My sister was complaining about her mp3 player the other day. She didn't like the randomness of her random function, as it seems to play a few songs too many times and a few songs not at all. I have the same mp3 player, and I think I notice it, too. I think the problem is a couple of things: the size of its playlist buffer and the Gaussian normalization of the distribution. It seems like if you have a list of 100 things and one is picked randomly, each thing has a 1 in 100 chance of being picked. So why does such a simple concept result in an mp3 player that can't pick songs correctly?
Of course it'd be a simple thing for a player to keep track of the last few songs played and not to play them, but it may also depend on the operating system's method of keeping track of files as to how big the list can be. Assuming it can't keep track indefinitely, at some point the buffer is going to overflow and there's a chance a song you've already heard's going to be played. It may be song you've heard before a lot, too. In fact, perhaps the size of the buffer is fixed, so you don't want it to be too big anyway because maybe some person doesn't put that many songs on their mp3 player and it'd just screw up the random function anyway? Or maybe with that in mind, the size of the buffer is set as a certain fraction of the number of songs in the overall list?
Now, if you put it on the "play randomly, but only once" mode, this may be entirely different. If I were to implement it, it'd probably work by flagging each file as it's played and picking one that's not flagged, randomly, for each new song. In short, it wouldn't really depend on a playlist buffer at all, and so, isn't limited by that as far as randomness is concerned. There's a term for this in probability class, and even an equation. But I forget.

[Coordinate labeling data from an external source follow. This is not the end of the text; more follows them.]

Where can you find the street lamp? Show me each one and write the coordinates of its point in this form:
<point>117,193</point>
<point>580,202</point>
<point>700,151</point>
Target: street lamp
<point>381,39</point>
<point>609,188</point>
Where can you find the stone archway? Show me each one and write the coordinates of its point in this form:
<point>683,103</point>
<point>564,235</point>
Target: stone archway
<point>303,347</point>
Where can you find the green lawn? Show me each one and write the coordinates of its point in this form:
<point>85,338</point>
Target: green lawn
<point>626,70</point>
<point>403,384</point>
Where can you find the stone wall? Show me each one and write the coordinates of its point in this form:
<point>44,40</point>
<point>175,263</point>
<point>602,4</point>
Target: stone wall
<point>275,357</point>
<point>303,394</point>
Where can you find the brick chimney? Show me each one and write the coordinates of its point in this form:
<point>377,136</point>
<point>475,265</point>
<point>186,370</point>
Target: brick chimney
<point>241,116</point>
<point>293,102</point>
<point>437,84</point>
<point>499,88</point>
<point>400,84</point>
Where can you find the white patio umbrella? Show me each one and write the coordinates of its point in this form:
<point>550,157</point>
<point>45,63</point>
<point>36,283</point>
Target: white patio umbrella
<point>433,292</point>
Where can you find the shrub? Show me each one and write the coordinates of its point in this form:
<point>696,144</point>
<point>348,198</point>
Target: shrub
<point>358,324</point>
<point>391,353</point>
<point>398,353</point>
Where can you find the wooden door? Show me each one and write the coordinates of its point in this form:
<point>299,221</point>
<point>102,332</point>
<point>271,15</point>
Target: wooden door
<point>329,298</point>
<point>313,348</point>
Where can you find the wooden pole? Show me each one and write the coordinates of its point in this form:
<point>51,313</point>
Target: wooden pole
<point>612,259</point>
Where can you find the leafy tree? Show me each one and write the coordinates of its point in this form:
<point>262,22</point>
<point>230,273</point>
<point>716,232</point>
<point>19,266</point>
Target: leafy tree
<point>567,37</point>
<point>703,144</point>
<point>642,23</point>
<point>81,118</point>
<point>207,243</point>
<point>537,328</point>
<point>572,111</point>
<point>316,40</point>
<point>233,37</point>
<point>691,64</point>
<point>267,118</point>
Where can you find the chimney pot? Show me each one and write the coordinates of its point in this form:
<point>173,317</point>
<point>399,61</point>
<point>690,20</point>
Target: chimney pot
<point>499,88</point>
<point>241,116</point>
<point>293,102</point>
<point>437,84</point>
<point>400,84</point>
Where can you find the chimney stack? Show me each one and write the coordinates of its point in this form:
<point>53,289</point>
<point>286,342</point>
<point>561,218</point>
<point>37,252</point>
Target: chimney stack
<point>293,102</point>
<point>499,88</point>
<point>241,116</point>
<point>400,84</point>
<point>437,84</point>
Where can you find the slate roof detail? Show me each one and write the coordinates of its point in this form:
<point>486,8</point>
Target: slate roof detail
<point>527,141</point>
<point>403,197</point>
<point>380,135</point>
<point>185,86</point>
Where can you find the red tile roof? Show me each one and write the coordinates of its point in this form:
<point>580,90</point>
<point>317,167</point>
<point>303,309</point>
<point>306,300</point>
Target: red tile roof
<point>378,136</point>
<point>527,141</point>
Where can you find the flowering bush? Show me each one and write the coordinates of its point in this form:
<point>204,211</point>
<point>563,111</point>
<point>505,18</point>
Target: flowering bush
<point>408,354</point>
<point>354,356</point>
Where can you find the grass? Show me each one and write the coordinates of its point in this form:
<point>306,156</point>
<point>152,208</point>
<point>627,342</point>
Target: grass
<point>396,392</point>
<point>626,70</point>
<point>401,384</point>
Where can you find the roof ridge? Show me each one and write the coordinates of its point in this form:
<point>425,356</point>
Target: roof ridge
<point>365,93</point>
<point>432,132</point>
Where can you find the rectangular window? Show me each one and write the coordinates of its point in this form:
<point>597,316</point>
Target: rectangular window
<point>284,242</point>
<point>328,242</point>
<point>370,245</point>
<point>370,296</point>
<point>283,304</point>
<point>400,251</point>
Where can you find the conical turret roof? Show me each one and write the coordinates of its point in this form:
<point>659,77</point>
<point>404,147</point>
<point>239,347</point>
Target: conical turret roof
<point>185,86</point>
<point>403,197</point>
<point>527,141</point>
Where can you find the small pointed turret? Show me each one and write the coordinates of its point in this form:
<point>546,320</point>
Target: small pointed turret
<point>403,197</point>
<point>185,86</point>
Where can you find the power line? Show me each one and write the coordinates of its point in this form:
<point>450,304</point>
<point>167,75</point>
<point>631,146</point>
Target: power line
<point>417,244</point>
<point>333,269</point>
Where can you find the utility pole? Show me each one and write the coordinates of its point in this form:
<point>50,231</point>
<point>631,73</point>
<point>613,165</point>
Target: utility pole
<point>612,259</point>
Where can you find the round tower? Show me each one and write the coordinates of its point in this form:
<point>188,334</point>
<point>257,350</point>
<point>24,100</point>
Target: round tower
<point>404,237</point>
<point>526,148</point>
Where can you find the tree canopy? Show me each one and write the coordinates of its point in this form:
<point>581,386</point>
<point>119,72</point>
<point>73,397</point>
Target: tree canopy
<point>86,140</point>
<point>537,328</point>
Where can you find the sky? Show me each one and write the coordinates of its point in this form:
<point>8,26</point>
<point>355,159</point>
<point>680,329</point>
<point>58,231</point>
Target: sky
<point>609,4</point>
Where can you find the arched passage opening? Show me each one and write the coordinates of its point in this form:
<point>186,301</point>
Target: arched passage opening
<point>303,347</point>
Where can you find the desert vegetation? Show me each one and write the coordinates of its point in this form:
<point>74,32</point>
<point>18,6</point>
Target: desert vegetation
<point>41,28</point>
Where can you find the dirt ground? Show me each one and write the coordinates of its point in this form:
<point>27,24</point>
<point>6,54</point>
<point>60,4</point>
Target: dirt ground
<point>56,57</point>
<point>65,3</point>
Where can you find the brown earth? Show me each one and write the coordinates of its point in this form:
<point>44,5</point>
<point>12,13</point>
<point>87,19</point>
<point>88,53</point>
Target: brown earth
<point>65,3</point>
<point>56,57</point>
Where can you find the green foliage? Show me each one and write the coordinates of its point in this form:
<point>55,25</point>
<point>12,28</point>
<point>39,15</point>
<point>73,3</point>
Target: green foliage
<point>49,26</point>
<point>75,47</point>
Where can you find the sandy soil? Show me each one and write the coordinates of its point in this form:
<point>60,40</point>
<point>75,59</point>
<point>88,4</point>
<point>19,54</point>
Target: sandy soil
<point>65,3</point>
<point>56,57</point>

It's been a long time since I've taken any statistics classes, but one thing I vaguely remember is convolution. Actually, 'vaguely' isn't the right word. 'Poorly' is a better one. One interesting/pertinent thing about convolution, though, is that given any type of distribution (such as our evenly distributed 1 in 100 one above), if you convolve (the verb form of convolution) it with itself enough, it becomes a Guassian distribution: normalized. What this means is that there are going to be some on one end that are played few or no times, a lot toward the middle that are played an average number of times, and some toward the other end that are played a whole lot. A playlist buffer might counteract it initially, but eventually, it becomes useless as far as desired randomness is concerned. I believe this concept is "randomness with reseeding", which forms the basis for the normalization of any distribution convolved with itself enough.

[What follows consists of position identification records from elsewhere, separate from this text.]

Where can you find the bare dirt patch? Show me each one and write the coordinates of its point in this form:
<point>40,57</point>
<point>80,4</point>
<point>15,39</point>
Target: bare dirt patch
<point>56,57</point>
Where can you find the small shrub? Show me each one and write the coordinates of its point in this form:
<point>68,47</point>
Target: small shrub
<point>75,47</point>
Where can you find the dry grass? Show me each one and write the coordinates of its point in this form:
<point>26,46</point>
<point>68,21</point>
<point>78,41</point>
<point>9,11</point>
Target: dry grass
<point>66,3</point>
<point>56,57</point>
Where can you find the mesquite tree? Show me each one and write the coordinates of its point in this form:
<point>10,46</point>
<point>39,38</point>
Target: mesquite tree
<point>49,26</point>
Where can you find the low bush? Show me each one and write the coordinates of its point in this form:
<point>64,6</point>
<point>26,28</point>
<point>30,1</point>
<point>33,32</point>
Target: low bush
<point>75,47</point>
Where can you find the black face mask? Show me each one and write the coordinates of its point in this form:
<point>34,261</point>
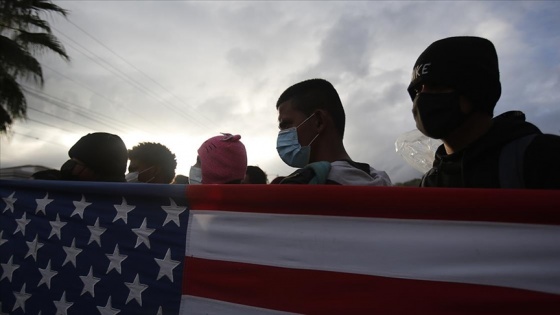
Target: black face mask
<point>437,114</point>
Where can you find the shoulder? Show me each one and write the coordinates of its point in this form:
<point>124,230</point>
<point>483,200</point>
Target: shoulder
<point>541,167</point>
<point>355,173</point>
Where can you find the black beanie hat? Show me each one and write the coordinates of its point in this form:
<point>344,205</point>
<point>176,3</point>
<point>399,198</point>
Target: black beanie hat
<point>104,153</point>
<point>468,64</point>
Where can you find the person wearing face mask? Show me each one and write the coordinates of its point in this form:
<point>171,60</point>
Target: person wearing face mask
<point>454,88</point>
<point>311,122</point>
<point>98,156</point>
<point>151,163</point>
<point>221,160</point>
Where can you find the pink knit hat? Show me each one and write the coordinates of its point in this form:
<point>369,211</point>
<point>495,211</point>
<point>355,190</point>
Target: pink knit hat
<point>222,159</point>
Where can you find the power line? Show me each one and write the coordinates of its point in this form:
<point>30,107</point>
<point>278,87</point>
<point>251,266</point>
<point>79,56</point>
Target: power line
<point>49,125</point>
<point>130,80</point>
<point>37,138</point>
<point>79,110</point>
<point>133,66</point>
<point>98,94</point>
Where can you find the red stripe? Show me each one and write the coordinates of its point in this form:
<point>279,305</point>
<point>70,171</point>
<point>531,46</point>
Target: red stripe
<point>490,205</point>
<point>322,292</point>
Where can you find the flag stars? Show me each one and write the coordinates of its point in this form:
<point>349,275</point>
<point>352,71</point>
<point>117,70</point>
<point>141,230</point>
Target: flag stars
<point>166,266</point>
<point>56,226</point>
<point>42,204</point>
<point>89,283</point>
<point>143,233</point>
<point>71,253</point>
<point>136,288</point>
<point>96,232</point>
<point>115,260</point>
<point>34,248</point>
<point>108,309</point>
<point>173,211</point>
<point>62,306</point>
<point>10,200</point>
<point>22,222</point>
<point>122,210</point>
<point>21,298</point>
<point>8,269</point>
<point>80,207</point>
<point>47,274</point>
<point>2,239</point>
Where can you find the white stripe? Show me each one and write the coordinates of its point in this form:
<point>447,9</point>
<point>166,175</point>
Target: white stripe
<point>192,305</point>
<point>524,256</point>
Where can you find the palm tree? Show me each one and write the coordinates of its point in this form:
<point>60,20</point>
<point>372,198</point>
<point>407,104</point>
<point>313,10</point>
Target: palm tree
<point>23,33</point>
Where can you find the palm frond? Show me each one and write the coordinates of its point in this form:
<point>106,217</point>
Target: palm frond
<point>18,62</point>
<point>48,6</point>
<point>13,104</point>
<point>41,41</point>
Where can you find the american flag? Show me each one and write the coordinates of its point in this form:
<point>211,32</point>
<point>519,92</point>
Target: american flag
<point>70,248</point>
<point>275,249</point>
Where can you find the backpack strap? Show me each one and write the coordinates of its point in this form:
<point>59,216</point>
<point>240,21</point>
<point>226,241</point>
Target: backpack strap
<point>314,173</point>
<point>511,165</point>
<point>322,170</point>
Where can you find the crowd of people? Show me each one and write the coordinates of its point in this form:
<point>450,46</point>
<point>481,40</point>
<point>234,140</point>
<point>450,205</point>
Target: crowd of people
<point>454,88</point>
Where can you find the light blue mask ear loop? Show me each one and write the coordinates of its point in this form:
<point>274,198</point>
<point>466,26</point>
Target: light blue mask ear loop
<point>289,148</point>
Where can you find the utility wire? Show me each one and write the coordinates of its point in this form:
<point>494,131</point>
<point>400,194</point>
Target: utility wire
<point>37,138</point>
<point>135,68</point>
<point>49,125</point>
<point>99,94</point>
<point>79,110</point>
<point>130,80</point>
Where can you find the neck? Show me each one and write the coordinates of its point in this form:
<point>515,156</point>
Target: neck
<point>329,151</point>
<point>471,130</point>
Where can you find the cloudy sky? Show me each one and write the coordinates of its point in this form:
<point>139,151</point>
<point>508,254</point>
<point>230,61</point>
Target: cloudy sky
<point>179,72</point>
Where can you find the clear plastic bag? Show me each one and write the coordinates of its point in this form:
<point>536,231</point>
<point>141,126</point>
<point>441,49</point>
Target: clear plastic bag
<point>417,149</point>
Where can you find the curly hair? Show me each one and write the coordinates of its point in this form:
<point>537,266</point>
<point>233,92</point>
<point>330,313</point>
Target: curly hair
<point>155,154</point>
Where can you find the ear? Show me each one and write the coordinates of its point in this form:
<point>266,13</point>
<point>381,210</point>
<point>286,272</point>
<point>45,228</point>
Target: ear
<point>321,120</point>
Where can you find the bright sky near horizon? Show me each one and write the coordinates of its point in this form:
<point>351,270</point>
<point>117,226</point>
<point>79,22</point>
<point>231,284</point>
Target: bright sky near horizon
<point>179,72</point>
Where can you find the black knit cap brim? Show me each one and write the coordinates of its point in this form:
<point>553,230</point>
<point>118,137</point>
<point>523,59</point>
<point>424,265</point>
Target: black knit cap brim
<point>466,63</point>
<point>104,153</point>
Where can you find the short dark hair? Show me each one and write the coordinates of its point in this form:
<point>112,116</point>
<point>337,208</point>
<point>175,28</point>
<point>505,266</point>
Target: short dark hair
<point>310,95</point>
<point>256,175</point>
<point>155,154</point>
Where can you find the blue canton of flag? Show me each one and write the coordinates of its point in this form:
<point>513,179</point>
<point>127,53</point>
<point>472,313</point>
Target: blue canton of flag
<point>91,248</point>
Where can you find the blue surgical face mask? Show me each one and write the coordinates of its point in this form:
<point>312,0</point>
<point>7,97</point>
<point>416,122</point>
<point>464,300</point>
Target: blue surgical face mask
<point>132,177</point>
<point>195,175</point>
<point>289,148</point>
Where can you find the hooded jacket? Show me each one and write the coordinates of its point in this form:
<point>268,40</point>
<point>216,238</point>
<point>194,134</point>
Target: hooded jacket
<point>478,165</point>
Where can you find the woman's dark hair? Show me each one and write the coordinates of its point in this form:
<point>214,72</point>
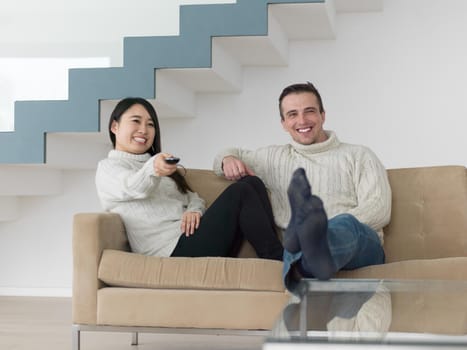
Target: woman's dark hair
<point>121,107</point>
<point>297,89</point>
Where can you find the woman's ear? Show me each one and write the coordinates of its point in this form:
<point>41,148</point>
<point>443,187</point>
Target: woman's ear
<point>114,126</point>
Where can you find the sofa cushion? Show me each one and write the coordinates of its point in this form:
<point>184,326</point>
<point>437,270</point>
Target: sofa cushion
<point>125,269</point>
<point>429,213</point>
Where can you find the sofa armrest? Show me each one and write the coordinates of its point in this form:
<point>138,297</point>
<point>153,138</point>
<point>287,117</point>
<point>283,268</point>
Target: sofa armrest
<point>92,233</point>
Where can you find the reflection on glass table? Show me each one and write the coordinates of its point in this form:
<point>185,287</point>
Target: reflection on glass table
<point>350,312</point>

Sometime before my "hard core" statistics class, I took a physics class on optics. The professor showed us this one demonstration where photons were separated using grates, each grate having an equal chance of being the one the photon went through. The professor said that in the original experiment, one photon, passing through the grate, would strike some photon-sensitive backing opposite the grate, making a mark to show where it landed. So with that in mind, what did we, as the classs, think the resulting backing would look like over time as more and more photons hit it?
As it turns out, there was a big clump in the center, and corresponding but smaller clumps to either side of the big one, and so on, further out, in a line. The professor said it was interesting, but didn't really elaborate on why it looked that way. It wasn't until I took my statistics class that I put two and two together. Well, that is to say, I'm pretty sure that's why it looked like that. Just like I'm pretty sure that that's why mp3 player "random repeat" functions can sometimes suck.